Dans le cadre de ces paramètres, il est possible d'examiner la durée de la période de la relation ; les circonstances dans lesquelles elle a été concoctée ; son degré d'intensité ; la profondeur ; Les plans sur lesquels il s'étendait, et ainsi de suite. Dans une large mesure, il existe une relation réciproque entre les différents paramètres, et il n'y a pas de place pour examiner chaque paramètre seul. Ainsi, par exemple, on peut dire qu'une période de trois ans n'est pas suffisante pour refléter une amitié profonde et courageuse, mais cette affirmation est mal placée, par exemple, lorsqu'il s'agit d'une relation nouée entre deux membres du même peloton depuis le jour de leur enrôlement dans l'armée israélienne. De la même manière, le degré d'intensité de la relation ne peut être considéré comme un seul paramètre, puisqu'il existe des connaissances intenses, par exemple travaillant ensemble, qui ne créent pas une amitié profonde et courageuse. Nous avons donc affaire à un examen qui combine tous les paramètres et examine les interactions entre eux.
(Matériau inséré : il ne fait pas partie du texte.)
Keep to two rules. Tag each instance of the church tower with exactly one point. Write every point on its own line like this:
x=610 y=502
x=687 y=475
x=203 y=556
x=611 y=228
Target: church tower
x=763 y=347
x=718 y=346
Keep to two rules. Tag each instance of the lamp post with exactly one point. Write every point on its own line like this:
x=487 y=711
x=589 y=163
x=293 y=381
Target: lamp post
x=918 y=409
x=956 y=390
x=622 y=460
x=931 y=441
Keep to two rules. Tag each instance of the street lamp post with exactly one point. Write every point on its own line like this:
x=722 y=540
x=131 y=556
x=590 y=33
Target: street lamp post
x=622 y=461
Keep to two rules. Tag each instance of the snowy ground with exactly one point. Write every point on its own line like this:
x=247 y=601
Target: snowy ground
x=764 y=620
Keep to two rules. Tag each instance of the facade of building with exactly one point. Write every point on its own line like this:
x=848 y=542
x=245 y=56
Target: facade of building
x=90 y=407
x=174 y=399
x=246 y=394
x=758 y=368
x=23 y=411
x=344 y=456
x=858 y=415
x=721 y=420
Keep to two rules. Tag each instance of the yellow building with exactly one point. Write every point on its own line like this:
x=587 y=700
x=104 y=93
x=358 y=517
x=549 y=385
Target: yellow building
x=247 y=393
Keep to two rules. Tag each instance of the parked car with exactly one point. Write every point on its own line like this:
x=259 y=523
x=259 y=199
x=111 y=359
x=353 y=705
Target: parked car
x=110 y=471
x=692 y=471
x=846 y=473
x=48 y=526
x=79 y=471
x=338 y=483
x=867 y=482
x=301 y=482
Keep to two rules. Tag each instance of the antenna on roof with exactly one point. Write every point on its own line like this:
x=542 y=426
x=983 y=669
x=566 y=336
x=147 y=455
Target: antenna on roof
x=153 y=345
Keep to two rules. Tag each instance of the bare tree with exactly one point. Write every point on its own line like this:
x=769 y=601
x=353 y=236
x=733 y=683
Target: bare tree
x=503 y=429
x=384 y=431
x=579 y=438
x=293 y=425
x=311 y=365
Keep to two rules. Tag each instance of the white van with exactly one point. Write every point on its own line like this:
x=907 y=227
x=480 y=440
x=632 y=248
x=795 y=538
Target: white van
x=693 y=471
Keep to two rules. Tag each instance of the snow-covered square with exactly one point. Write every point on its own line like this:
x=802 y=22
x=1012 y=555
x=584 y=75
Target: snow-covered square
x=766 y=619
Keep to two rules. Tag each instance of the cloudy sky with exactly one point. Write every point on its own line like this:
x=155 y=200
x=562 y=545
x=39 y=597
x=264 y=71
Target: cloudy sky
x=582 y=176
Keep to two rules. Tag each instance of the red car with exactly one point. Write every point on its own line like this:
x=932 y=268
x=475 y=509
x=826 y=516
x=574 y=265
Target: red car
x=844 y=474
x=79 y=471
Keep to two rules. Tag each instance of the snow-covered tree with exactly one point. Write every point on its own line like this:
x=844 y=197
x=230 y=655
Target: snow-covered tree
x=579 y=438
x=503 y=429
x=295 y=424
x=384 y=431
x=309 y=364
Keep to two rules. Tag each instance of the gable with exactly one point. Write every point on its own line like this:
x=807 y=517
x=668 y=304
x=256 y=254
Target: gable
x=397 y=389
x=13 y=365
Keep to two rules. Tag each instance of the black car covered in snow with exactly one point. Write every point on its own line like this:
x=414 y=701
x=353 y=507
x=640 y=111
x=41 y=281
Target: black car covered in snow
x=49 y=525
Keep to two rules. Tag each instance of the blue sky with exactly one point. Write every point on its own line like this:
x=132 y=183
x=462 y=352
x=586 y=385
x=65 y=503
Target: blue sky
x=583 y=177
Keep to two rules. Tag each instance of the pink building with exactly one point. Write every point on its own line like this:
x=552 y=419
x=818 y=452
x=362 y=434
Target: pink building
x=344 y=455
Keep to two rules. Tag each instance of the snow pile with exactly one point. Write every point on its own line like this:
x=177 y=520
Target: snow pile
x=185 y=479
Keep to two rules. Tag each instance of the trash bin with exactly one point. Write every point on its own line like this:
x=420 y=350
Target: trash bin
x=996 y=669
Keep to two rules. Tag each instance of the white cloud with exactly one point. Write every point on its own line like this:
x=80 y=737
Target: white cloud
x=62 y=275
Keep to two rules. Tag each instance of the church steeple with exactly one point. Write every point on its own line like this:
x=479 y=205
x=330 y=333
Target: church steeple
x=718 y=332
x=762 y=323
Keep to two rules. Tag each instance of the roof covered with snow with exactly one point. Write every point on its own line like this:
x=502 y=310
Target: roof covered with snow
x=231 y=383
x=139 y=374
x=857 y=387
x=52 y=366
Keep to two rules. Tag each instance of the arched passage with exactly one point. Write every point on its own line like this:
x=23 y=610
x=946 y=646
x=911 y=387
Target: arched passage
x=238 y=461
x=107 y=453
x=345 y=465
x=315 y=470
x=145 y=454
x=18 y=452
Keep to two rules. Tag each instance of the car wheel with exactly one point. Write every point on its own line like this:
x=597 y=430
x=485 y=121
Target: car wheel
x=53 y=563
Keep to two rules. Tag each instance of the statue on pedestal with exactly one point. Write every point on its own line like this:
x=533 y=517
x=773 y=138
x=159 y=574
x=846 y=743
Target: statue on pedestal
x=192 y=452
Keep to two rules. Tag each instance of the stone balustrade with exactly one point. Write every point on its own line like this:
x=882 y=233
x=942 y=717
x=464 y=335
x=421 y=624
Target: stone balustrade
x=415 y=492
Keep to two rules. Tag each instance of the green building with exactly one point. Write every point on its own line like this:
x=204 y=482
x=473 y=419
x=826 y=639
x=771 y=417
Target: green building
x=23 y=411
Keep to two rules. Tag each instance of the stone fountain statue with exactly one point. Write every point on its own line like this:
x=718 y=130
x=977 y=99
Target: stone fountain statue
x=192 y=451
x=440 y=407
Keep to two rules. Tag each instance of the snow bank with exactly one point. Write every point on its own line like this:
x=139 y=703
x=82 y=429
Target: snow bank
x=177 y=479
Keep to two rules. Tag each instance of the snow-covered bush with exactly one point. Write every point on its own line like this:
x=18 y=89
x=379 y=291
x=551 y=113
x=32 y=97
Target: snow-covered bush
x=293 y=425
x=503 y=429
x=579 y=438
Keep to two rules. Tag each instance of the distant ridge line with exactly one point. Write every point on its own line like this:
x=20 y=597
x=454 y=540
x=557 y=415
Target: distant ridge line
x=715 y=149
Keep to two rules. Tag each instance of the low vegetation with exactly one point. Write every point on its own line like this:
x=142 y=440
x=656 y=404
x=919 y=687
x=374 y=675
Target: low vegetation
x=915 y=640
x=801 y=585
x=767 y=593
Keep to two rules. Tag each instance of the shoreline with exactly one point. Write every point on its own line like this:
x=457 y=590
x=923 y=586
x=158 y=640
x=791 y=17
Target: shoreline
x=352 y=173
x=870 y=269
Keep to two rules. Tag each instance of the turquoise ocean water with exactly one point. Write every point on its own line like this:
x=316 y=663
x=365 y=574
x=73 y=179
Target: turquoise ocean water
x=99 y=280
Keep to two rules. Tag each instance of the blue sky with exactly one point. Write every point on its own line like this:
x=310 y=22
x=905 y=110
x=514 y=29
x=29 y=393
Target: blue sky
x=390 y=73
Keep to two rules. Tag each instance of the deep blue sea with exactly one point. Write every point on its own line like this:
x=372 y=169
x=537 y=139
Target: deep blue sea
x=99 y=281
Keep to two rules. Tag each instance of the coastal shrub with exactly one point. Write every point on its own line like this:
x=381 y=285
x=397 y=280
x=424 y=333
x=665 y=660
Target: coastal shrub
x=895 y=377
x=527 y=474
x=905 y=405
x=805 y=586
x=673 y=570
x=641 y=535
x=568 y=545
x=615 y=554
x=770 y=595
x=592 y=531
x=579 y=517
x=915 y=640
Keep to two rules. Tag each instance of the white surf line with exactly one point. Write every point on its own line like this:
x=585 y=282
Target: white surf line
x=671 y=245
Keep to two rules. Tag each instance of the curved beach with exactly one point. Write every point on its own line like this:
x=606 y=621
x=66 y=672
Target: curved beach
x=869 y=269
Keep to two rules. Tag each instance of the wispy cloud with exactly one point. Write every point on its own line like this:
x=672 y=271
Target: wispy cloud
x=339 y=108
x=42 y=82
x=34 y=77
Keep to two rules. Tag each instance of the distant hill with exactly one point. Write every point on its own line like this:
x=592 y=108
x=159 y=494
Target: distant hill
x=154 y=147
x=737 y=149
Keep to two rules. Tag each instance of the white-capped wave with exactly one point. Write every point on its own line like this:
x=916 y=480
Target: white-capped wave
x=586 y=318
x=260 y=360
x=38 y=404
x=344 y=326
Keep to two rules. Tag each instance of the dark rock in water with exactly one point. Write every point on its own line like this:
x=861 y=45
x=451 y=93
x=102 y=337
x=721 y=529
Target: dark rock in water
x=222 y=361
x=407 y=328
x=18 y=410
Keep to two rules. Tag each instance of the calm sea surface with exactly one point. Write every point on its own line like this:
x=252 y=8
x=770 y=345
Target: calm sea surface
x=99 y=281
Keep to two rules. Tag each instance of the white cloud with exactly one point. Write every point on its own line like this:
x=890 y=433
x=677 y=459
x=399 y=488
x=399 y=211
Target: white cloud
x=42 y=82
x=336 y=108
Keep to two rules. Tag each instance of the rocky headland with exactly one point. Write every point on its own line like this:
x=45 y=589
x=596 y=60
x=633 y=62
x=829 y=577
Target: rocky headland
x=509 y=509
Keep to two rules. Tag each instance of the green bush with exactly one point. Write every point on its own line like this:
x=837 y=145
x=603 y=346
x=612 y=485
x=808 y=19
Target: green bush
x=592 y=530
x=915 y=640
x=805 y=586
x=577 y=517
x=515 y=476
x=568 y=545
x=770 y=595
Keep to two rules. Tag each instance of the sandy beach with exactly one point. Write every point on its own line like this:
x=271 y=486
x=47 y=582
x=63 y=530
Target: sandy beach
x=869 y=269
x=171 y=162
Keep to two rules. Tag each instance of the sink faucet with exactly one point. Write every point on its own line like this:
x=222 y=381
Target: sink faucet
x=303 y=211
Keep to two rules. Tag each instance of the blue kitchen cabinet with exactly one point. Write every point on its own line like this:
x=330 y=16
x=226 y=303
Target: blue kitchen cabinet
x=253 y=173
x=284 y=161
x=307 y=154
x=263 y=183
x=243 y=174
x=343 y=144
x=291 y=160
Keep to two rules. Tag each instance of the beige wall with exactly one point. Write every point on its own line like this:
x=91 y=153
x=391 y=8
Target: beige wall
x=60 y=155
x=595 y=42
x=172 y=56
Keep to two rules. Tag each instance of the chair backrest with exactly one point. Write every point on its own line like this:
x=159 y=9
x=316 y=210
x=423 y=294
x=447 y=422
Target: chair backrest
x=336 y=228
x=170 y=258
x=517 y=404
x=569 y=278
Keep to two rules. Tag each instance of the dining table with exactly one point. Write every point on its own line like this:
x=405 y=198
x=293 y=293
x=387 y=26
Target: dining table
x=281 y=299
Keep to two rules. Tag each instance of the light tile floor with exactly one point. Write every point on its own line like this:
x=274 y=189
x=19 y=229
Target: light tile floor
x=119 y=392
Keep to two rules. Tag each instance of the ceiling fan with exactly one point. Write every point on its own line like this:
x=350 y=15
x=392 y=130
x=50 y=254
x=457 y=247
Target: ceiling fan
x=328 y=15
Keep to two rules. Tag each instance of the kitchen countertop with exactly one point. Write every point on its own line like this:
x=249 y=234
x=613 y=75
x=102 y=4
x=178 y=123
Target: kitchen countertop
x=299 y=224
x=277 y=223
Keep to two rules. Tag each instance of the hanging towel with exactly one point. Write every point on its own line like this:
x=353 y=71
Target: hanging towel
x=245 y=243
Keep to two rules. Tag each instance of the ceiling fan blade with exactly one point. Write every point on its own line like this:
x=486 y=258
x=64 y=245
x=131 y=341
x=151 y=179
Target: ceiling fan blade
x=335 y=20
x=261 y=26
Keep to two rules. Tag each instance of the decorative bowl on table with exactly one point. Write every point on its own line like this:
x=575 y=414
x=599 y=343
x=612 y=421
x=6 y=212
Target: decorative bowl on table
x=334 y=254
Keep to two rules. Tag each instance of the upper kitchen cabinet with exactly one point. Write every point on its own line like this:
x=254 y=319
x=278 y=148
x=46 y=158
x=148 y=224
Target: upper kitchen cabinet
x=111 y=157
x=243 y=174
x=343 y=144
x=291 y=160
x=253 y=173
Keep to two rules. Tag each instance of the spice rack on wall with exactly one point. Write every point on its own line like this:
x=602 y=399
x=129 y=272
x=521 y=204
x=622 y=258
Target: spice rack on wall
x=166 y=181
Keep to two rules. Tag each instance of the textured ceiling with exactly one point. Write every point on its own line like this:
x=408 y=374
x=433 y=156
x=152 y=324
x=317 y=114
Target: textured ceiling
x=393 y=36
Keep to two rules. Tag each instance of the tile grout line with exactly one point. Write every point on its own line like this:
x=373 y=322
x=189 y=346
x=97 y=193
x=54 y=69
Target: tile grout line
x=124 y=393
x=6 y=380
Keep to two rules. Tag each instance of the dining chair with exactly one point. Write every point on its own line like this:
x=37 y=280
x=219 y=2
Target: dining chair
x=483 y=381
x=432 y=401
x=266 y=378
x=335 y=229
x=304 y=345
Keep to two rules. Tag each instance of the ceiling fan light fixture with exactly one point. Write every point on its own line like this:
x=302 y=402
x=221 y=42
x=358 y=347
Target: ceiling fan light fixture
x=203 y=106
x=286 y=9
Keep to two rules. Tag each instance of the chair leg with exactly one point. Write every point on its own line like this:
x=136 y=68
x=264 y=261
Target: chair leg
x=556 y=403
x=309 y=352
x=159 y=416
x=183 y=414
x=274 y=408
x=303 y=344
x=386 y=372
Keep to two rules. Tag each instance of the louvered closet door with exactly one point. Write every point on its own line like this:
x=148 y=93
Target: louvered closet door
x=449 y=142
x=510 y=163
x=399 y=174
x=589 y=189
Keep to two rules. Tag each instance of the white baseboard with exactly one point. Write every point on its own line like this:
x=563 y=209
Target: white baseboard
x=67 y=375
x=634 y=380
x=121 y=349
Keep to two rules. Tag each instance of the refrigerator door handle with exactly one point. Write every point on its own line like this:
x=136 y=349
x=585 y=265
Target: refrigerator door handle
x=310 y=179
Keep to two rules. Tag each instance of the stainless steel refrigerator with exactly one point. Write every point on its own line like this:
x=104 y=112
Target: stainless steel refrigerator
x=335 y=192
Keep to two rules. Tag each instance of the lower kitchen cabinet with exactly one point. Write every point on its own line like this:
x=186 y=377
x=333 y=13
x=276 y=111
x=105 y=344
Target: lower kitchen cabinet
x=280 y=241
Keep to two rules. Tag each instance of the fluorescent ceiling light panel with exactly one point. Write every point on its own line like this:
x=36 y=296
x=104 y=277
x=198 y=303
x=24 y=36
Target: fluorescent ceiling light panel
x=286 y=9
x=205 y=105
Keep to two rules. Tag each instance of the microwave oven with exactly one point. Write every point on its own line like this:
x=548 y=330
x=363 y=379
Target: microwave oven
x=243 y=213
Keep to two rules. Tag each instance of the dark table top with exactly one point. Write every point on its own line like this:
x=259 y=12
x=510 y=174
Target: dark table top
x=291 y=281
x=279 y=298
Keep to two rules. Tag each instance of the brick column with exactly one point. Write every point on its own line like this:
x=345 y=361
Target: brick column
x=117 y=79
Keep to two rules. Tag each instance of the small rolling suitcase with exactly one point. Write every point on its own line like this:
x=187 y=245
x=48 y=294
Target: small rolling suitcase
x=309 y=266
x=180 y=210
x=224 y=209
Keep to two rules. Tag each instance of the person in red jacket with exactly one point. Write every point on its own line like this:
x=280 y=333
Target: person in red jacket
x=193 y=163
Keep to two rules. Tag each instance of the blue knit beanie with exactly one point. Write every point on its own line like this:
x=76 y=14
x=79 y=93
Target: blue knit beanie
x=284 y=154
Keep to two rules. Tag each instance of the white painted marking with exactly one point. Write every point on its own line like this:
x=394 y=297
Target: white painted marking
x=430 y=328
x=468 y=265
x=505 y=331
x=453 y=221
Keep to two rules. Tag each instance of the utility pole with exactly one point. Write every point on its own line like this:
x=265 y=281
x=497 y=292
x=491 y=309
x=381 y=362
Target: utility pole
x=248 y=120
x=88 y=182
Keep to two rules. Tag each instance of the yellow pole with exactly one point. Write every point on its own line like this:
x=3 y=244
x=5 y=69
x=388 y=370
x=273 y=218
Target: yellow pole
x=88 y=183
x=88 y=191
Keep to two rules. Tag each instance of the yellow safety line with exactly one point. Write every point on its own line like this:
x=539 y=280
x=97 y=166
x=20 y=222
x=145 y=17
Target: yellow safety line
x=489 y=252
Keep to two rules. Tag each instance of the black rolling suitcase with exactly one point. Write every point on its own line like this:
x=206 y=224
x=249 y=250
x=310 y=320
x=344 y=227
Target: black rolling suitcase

- Dans ce cas, il s'agit d'une relation relativement courte (environ trois ans avant la date du transfert de l'argent), qui n'est pas le résultat d'une enfance partagée, d'expériences partagées, d'un mode de vie similaire, ni d'un événement inhabituel qui s'est produit et a relié les deux pour toujours. Les deux, séparés depuis 24 ans, n'ont pas servi ensemble dans l'armée, n'ont jamais travaillé au même endroit, n'avaient pas d'amis en commun, n'ont pas passé de temps ensemble (sauf pour quelques repas ou lors d'un anniversaire de Ben-Eliezer - P/1A, p. 22, p. 36), et il n'était pas possible de citer les expériences familiales élargies qu'ils partageaient. Ce lien a été créé dans le contexte des travaux officiels de Ben-Eliezer, et la poursuite de la relation n'a pas été décrite comme incluant des expériences extraordinaires, à l'exception de conversations significatives pour le prévenu lors d'une période de délibération dans sa vie personnelle (dont la signification ne me le prends pas à la légère).
Il ressort des témoignages que Ben-Eliezer et le prévenu se sont rencontrés de temps à autre, mais pas de manière très intense, et il me semble que même les témoignages présentés dans ce contexte, ou plutôt – les témoignages qui ne l'ont pas été – justifient le rejet de la description de la nature de la relation par la défense.